Rock, paper, scissors meets coronavirus, earnings, and the Fed
Markets are still selling stock off as coronavirus news is for now trumping what had been some good earnings news. The Fed Chairman’s remarks this week amounted to little more than an acknowledgement that the Fed knows that this virus is a factor. The Fed gave us no sense of how it had changed its own outlook or plans if it did so at all. What did change is that Powell did not say that the economy was in ‘a good place,’ a phrase that the Fed had been using persistently and was as conspicuous in its absence from Powell’s press conference as Sherlock Holmes’ famous ‘dog that did not bark.’ It’s one thing to bark up the wrong tree and another to not bark at all.

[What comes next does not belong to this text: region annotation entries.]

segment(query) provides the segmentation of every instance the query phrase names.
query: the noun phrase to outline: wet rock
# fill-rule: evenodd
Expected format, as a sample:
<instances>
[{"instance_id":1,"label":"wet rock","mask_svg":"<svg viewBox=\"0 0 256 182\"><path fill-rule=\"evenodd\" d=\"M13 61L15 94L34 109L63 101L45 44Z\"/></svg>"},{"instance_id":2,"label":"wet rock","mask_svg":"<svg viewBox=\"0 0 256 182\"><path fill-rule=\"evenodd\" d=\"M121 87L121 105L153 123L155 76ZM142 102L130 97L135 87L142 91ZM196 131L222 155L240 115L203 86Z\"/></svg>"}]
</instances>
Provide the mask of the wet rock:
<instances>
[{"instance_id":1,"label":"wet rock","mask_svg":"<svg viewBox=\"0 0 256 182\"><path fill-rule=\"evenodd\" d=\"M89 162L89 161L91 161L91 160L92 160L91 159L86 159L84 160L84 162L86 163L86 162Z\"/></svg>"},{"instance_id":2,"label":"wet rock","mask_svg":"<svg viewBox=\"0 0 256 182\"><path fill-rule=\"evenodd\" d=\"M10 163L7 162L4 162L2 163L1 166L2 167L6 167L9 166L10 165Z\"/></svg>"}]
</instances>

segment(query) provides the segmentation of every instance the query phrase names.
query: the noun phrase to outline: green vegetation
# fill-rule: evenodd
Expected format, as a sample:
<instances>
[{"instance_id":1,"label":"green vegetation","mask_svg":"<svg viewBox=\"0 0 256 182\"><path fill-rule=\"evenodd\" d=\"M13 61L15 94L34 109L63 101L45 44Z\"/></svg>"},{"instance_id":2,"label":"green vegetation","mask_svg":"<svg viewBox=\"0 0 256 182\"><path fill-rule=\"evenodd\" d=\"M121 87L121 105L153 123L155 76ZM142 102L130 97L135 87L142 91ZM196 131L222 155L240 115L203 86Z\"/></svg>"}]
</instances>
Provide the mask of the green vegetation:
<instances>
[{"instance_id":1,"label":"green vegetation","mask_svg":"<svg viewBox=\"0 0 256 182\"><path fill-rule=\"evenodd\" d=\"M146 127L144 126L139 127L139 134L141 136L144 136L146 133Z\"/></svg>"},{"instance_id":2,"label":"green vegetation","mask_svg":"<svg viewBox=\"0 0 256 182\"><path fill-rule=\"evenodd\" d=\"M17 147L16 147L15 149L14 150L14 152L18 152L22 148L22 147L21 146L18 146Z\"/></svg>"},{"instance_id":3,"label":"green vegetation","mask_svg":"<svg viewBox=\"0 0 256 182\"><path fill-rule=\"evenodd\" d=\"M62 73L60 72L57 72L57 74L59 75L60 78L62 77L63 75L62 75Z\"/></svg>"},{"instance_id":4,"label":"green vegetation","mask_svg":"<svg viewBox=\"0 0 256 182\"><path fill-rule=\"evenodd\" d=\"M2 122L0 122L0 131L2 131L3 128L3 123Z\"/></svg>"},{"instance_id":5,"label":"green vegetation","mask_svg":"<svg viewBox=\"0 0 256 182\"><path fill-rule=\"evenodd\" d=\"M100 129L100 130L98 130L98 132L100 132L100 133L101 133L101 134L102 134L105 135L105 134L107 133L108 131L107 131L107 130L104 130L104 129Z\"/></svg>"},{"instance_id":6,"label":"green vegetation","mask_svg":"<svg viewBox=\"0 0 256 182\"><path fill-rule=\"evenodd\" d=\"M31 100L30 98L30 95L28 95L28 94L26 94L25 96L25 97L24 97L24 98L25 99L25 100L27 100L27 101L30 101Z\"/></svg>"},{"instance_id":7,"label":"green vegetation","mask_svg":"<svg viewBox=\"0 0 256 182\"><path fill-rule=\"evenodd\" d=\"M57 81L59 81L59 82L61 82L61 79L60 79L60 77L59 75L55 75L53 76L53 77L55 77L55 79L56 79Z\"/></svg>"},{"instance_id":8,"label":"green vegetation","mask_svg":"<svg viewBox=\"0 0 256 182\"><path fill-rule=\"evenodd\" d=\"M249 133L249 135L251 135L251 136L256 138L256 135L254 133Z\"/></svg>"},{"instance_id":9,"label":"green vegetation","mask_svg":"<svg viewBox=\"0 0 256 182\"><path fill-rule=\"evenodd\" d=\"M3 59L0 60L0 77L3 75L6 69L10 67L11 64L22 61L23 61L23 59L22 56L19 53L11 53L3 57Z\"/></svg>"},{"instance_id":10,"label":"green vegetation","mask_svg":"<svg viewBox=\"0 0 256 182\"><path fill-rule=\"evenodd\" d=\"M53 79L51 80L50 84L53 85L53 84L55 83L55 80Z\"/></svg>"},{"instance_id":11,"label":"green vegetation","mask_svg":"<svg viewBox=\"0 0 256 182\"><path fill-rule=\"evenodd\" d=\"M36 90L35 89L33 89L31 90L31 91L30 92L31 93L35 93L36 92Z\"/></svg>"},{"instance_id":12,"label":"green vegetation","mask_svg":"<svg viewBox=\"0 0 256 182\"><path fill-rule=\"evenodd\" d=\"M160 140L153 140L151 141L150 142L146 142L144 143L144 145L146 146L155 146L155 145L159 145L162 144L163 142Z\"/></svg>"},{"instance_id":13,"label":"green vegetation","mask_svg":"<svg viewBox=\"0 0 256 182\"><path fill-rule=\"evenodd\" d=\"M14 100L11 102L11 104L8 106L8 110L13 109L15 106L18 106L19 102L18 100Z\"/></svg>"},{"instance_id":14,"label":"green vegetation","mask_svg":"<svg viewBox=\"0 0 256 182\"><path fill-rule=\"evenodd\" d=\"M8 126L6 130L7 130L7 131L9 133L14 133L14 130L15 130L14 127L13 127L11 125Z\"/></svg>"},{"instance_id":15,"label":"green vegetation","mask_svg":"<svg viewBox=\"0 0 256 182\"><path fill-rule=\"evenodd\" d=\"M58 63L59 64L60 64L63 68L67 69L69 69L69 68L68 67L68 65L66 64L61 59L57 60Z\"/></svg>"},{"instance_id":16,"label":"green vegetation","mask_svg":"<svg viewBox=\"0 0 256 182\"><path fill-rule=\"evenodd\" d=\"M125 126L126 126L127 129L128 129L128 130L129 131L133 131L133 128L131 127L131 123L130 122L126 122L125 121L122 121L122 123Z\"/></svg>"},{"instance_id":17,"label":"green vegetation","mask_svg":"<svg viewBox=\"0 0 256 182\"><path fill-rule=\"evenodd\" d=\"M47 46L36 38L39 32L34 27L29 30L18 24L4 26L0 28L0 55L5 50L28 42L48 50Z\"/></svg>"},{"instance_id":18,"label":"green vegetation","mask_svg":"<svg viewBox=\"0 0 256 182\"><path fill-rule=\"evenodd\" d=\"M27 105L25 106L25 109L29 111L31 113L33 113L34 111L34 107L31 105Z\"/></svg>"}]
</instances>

A side order of corona with everything
I have been injecting information on the coronavirus developments in everything I have written recently. I think it is important. That is not to dismiss other data or events but to point out that corona-related developments could completely change the signal from the flow of data we are seeing. I am not really arguing that we should ignore incoming data or only pay attention to a signal that is weak. But strong signals might easily be reversed. And weak signals might be (or might have been) amplified by the corona-effect.

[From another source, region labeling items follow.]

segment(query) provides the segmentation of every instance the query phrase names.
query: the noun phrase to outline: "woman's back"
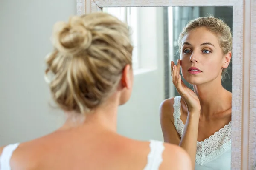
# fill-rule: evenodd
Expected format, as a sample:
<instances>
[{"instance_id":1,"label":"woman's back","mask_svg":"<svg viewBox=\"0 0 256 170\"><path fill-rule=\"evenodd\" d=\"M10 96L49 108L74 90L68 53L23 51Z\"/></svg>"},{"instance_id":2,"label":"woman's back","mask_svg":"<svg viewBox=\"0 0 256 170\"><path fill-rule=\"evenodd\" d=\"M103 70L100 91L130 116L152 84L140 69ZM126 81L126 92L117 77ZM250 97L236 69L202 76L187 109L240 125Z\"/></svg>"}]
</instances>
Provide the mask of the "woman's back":
<instances>
[{"instance_id":1,"label":"woman's back","mask_svg":"<svg viewBox=\"0 0 256 170\"><path fill-rule=\"evenodd\" d=\"M191 169L188 156L178 147L81 129L59 130L20 144L10 161L12 170Z\"/></svg>"}]
</instances>

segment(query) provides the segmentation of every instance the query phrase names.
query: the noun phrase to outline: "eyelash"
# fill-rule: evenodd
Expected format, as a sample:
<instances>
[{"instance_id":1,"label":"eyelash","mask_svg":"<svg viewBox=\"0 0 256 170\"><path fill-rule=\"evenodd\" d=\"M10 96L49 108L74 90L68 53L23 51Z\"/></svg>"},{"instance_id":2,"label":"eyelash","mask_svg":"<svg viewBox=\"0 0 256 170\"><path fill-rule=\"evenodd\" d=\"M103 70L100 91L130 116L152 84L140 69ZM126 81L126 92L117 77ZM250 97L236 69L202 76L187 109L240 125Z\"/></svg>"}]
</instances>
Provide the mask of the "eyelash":
<instances>
[{"instance_id":1,"label":"eyelash","mask_svg":"<svg viewBox=\"0 0 256 170\"><path fill-rule=\"evenodd\" d=\"M191 51L191 50L190 50L185 49L185 50L183 51L183 52L184 52L184 53L185 54L187 54L187 53L186 53L186 52L185 52L186 51ZM208 51L208 52L209 52L209 53L203 53L206 54L209 54L209 53L211 53L212 52L211 51L209 51L209 50L203 50L202 51Z\"/></svg>"}]
</instances>

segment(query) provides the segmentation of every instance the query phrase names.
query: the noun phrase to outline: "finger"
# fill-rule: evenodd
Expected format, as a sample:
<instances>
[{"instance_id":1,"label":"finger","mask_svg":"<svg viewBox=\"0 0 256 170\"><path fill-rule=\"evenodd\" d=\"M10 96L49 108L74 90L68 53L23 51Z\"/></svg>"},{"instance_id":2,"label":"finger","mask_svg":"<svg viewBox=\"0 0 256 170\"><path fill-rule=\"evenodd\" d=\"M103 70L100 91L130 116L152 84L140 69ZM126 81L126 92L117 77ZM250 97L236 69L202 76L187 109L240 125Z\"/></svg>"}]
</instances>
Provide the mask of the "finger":
<instances>
[{"instance_id":1,"label":"finger","mask_svg":"<svg viewBox=\"0 0 256 170\"><path fill-rule=\"evenodd\" d=\"M173 71L172 71L172 83L174 84L174 85L177 88L177 66L176 65L173 66Z\"/></svg>"},{"instance_id":2,"label":"finger","mask_svg":"<svg viewBox=\"0 0 256 170\"><path fill-rule=\"evenodd\" d=\"M177 89L179 91L179 92L180 94L181 95L183 94L184 93L184 89L183 87L182 87L182 85L181 84L181 76L180 75L178 75L178 77L177 79Z\"/></svg>"},{"instance_id":3,"label":"finger","mask_svg":"<svg viewBox=\"0 0 256 170\"><path fill-rule=\"evenodd\" d=\"M178 90L179 93L180 94L180 96L181 96L182 97L186 99L187 96L187 91L185 90L184 88L182 86L182 85L181 84L181 76L180 76L180 75L178 76L177 89Z\"/></svg>"},{"instance_id":4,"label":"finger","mask_svg":"<svg viewBox=\"0 0 256 170\"><path fill-rule=\"evenodd\" d=\"M178 59L177 63L177 74L180 74L180 65L181 64L181 61L180 59Z\"/></svg>"},{"instance_id":5,"label":"finger","mask_svg":"<svg viewBox=\"0 0 256 170\"><path fill-rule=\"evenodd\" d=\"M172 61L171 62L171 75L172 76L172 72L173 71L173 66L174 65L174 63L173 62L173 61Z\"/></svg>"}]
</instances>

Learning what we can from GDP
In the meantime, data have not been robust and the Q4 European GDP reports are not good news. While the U.S. Q4 GDP report was better than most expected, it was ‘bailed out’ by plunging imports which are not a good sign. Imports are the function of relative prices and domestic demand- plus shocks if there are any. There were no Q4 shocks. There may have been some lead-and-lag effects due to tariffs and the coming important Christmas selling season, however. Price developments generally filter though slowing and bend trend lines they don’t break them. Changes in domestic demand can shift import demand much more abruptly. There was in the U.S. a sharp pull back in inventory building in Q4. And since many consumer goods are imported in the U.S., a pullback in inventories could also cause a pull-back in imports. When that happens, the impact in GDP is muted since falling inventories reduce GDP but falling imports boost GDP. However, if imports are weak because of weakening domestic demand, that has a convoluted impact and signal since weak demand reflects weak GDP but it makes GDP stronger though the import channel as a feedback effect of sorts! For this reason, the U.S. Q4 GDP result is something to keep a close eye on. If imports plunged because of a one-off inventory adjustment, that’s not a problem. But if demand for inventories weakened because overall demand is weakening, the drop in imports would be a sign of more weakness to come. While so many international gauges show trade-flow weakness, it would be foolish not to pay attention to U.S. import weakness or to ignore the very weak Baltic freight index. But beware. They are not the same things, since the Baltic index is up-to-date to end-January while GDP is about trends set over October, November and December of last year. Maybe those trends will turn… Do you feel lucky?